De regeling is van toepassing op de volgende voertuigen:
- Personenwagens die zijn gebouwd en bestemd voor niet-bezoldigd personenvervoer
- Voertuigen voor dubbel gebruik, ontworpen voor zowel personen- als goederenvervoer
- Minibussen voor vervoer van meer dan vijf, maar minder dan negen personen
- Lichte vrachtwagens die door de fiscus, ondanks hun classificatie, als personenwagens worden beschouwd.
CO2-uitstoot bepaalt de belastbaarheid
Wagens mét CO2-uitstoot
Voor voertuigen met uitstoot, aangekocht of geleased vanaf 1 januari 2026, worden de autokosten vanaf dat moment 100% belastbaar in de RPB.

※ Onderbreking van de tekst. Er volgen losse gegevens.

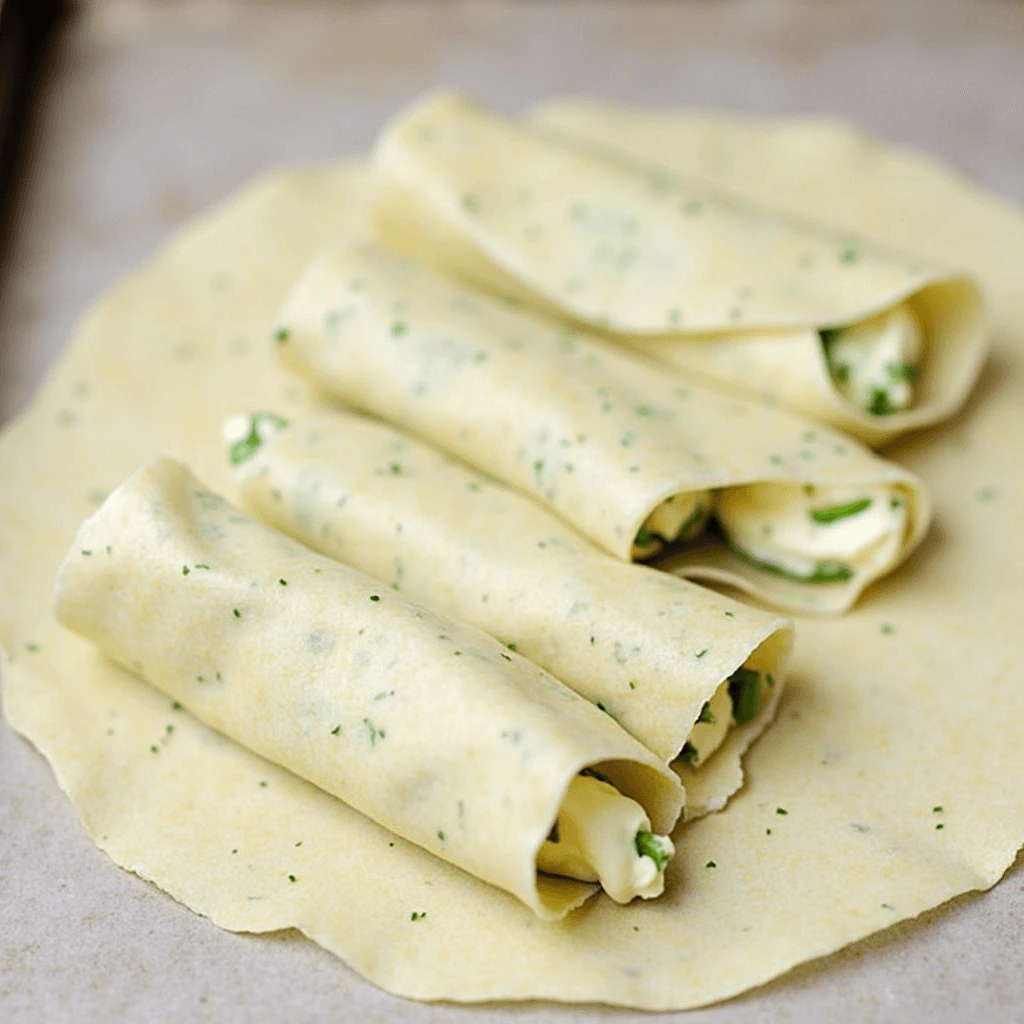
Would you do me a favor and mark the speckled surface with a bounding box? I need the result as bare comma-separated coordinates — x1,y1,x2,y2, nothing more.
0,0,1024,1024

De kosten van voertuigen die uiterlijk op 31 december 2025 werden aangekocht of geleased, blijven onbelast, ook in de daaropvolgende jaren.
Wagens zonder CO2-uitstoot
Voor emissievrije wagens (elektrisch of waterstof) geldt een graduele belastbaarheid, met ingang vanaf 1 januari 2027. Het percentage stijgt jaarlijks, als volgt:
- 5% belastbaarheid indien aankoop, lease of huur vanaf 1 januari 2027
- 10% belastbaarheid indien aankoop, lease of huur vanaf 1 januari 2028
- 17,5% belastbaarheid indien aankoop, lease of huur vanaf 1 januari 2029
- 25% belastbaarheid indien aankoop, lease of huur vanaf 1 januari 2030
- 32,5% belastbaarheid indien aankoop, lease of huur vanaf 1 januari 2031.
De autokosten van voertuigen zonder CO2-uitstoot, aangekocht, geleased of gehuurd vóór 31 december 2026, blijven onbelast in de jaren nadien.
Opmerking: Deze opdeling van een wagenpark voor RPB-doeleinden, naargelang type voertuig en datum van aankoop/lease/huur, zal de administratie aanzienlijk complexer maken.
Belastingtarief
De nieuw onderworpen autokosten zullen worden belast tegen het tarief van 25%. Indien onvoldoende voorafbetalingen worden gedaan, kan een belastingvermeerdering volgen wegens nalatigheid.
Welke kosten?
De belastbaarheid geldt voor alle kosten met betrekking tot personenwagens, voor zover opgenomen in de boekhouding. Dit omvat onder meer:
- Afschrijvingen
- Leasing- en huurkosten
- Brandstofkosten
- Verzekeringen
- Verkeersbelasting
- Onderhoud en herstellingen
- …
Ook de terugbetaling van autokosten via een onkostennota, zoals kilometervergoedingen en taxikosten, wordt als een autokost beschouwd en valt daarom onder de belastbaarheid.
Een uitzondering hierop is de financieringskost (interesten) voor voertuigen, die onbelast blijft.
Bij een terbeschikkingstelling van een voertuig mogen de belastbare autokosten worden verminderd met de waarde van het voordeel in natura of met de eventuele persoonlijke bijdrage.
Conclusie
Vanaf 2026 zullen vzw’s en andere entiteiten onderworpen aan de rechtspersonenbelasting te maken krijgen met een grondige hervorming van de autofiscaliteit. Het is raadzaam om tijdig een strategisch plan op te stellen voor het wagenpark. Hierbij kan overwogen worden om geplande aankopen of lease- en huurcontracten voor benzine-, diesel- en hybridevoertuigen nog in 2025 af te sluiten, zodat deze buiten de toekomstige belastingplicht vallen.